Cuando programas un GPS en un automovil para que te conduzca a una dirección que no conoces, ¿qué datos incluyes en el navegador? ¿Le pones la calle exacta y el número correcto al que quieres llegar, o le ofreces varias alternativas de direcciones hacia las que no deberías ir?
Tanto con la primera alternativa, introducir los datos correctos, como en la segunda opción, en la que haces a un lado las opciones que te guían a un lugar erróneo, lo que quieres es llegar al lugar deseado. Pero la primera es sencilla y segura, y por esto es la que siempre elegimos, mientras que la segunda solo nos complica la vida.

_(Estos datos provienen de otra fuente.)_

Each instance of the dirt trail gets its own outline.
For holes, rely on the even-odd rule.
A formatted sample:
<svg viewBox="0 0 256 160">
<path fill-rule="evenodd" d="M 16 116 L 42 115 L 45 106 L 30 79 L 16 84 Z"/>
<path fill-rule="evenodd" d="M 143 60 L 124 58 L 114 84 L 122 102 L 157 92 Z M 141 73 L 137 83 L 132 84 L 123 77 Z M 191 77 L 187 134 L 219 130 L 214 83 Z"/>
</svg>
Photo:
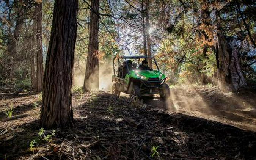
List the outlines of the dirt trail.
<svg viewBox="0 0 256 160">
<path fill-rule="evenodd" d="M 173 89 L 169 99 L 147 100 L 146 104 L 256 131 L 256 94 L 225 93 L 216 86 L 187 86 Z"/>
<path fill-rule="evenodd" d="M 210 89 L 198 89 L 201 91 L 199 93 L 211 94 Z M 35 107 L 33 102 L 41 99 L 40 94 L 2 94 L 0 99 L 0 159 L 41 160 L 44 159 L 42 156 L 50 160 L 255 159 L 256 132 L 217 122 L 218 117 L 218 121 L 214 121 L 196 117 L 201 116 L 196 113 L 201 114 L 201 116 L 214 117 L 210 114 L 211 111 L 207 112 L 205 109 L 198 111 L 200 108 L 193 108 L 197 104 L 203 105 L 200 102 L 207 104 L 207 99 L 203 100 L 190 89 L 176 88 L 173 91 L 175 93 L 172 94 L 173 109 L 185 114 L 159 108 L 165 104 L 157 99 L 152 100 L 148 106 L 104 92 L 74 93 L 74 127 L 56 129 L 52 140 L 38 141 L 34 152 L 30 150 L 30 144 L 38 137 L 41 104 L 39 101 Z M 218 95 L 218 92 L 216 94 Z M 245 99 L 249 100 L 251 98 Z M 166 102 L 167 106 L 170 106 L 170 102 Z M 2 121 L 6 118 L 3 112 L 11 102 L 14 104 L 14 115 L 28 115 Z M 225 104 L 222 104 L 220 107 Z M 152 107 L 152 104 L 159 107 Z M 51 132 L 48 130 L 47 134 Z M 158 155 L 152 156 L 152 148 L 157 146 L 155 151 Z"/>
</svg>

Pues la metáfora del GPS también se puede aplicar a nuestra manera de procesar la información, a los pensamientos que escoges para lograr tus objetivos, a cómo entiendes lo que pasa a tu alrededor y que determina tus actos y emociones.
El cerebro es un GPS y la persona que lo programa eres tú. Si le introduces la dirección errónea, si enfocas la atención en los errores, en lo que no debes hacer, finalmente intensificas las chances de fallar, de no concentrarte y recibes información contradictoria, en vez de darle al cerebro instrucciones fáciles, positivas, claras y útiles.